## Tuning 3P Model with Random Search

In [4]:
import os
import numpy as np
import matplotlib.pyplot as plt
plt.rcParams.update({'font.size': 20})

# Keras-related modules
import tensorflow as tf
from tensorflow import keras
from keras import layers
import keras_tuner as kt
from keras_tuner import HyperModel
from sklearn.model_selection import train_test_split

### 1. Load data from file and prepare to be used for tuning

Load the EoS and the $M-R$ curves from processed 3P data files. Next, normalize the data and perform a train-test split as 80-20.

In [2]:
# Load the un-normalized data
X = np.loadtxt('../data/pars.txt')
Y = np.loadtxt('../data/wgt.txt')

# Normalize the data
x = (X - np.min(X)) / (np.max(X) - np.min(X))
y = (Y - np.min(Y)) / (np.max(Y) - np.min(Y))

print("dim(Y) =", y.shape[0])
print("dim(X) =", x.shape[0], "x", x.shape[1])

# Perform train-test split as 80-20
x_tr, x_ts, y_tr, y_ts = train_test_split(x, y, test_size=0.2, shuffle=True, random_state=41)

dim(Y) = 4842
dim(X) = 4842 x 91


### 2. Construct the search space

We seek to find the values of hyperparameters that optimizes the DNN for performance and accuracy. The choices of hyperparameters include number of layers, number of neurons/units in each layer, the activation functions on the inner layers and the output layer. 

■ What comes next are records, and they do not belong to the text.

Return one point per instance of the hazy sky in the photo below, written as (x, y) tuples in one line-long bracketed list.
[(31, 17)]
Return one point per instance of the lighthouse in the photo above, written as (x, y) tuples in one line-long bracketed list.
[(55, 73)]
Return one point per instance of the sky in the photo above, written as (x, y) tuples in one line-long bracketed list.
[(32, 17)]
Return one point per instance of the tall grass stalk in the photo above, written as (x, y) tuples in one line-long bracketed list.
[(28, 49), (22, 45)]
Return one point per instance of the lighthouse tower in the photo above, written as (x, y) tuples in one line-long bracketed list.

Even with less number of hyperparameters, the search space can be large and the process may take a while to complete, depending on their ranges we choose. Therefore, to expedite the tuning, we fix some hyperparameters and search over the others.

In [10]:
# Define the search space
class RegressionHyperModel(HyperModel):
    def __init__(self, input_shape):
        self.input_shape = input_shape    
        
    def build(self, hp):
        model = keras.Sequential()
        # Tune the number of layers (4-6 max)
        for i in range(hp.Int('num_layers', 1, 6)):
            model.add(
                layers.Dense(
                    # Tune number of units separately
                    units=hp.Int(f"units_{i}", min_value=182, max_value=728, step=91),
                    activation='relu'
                )
            )
        model.add(layers.Dense(1, activation='linear'))
        model.compile(loss='mean_squared_error', optimizer='adam')
        return model

In [11]:
# Initialize the input shape
input_shape = (x_tr.shape[1],)
hypermodel = RegressionHyperModel(input_shape)

### 3. Initialize search parameters

Set values of search parameters and create an early-stopping callback. 

In [12]:
# Initialize the search
tuner = kt.RandomSearch(
    hypermodel,                # Pass the hypermodel object
    objective='val_loss',      # Quantity to monitor during tuning
    seed=42,                   # Set reproducibility of randomness
    max_trials=100,            # Max number of trials with different hyperparameters 
                               # 6!=720<1000, 6^4=1296>1000
    executions_per_trial=1,    # Number of repeated trials with same hyperparameters
    directory="random_search", # Set directory to store search results
    project_name="np",         # Set the subdirectory name
    overwrite=True             # Choose if previous search results should be ignored
)
# Set up callback for early stopping 
stop_early = tf.keras.callbacks.EarlyStopping(monitor='loss', min_delta=1.0e-6, patience=10)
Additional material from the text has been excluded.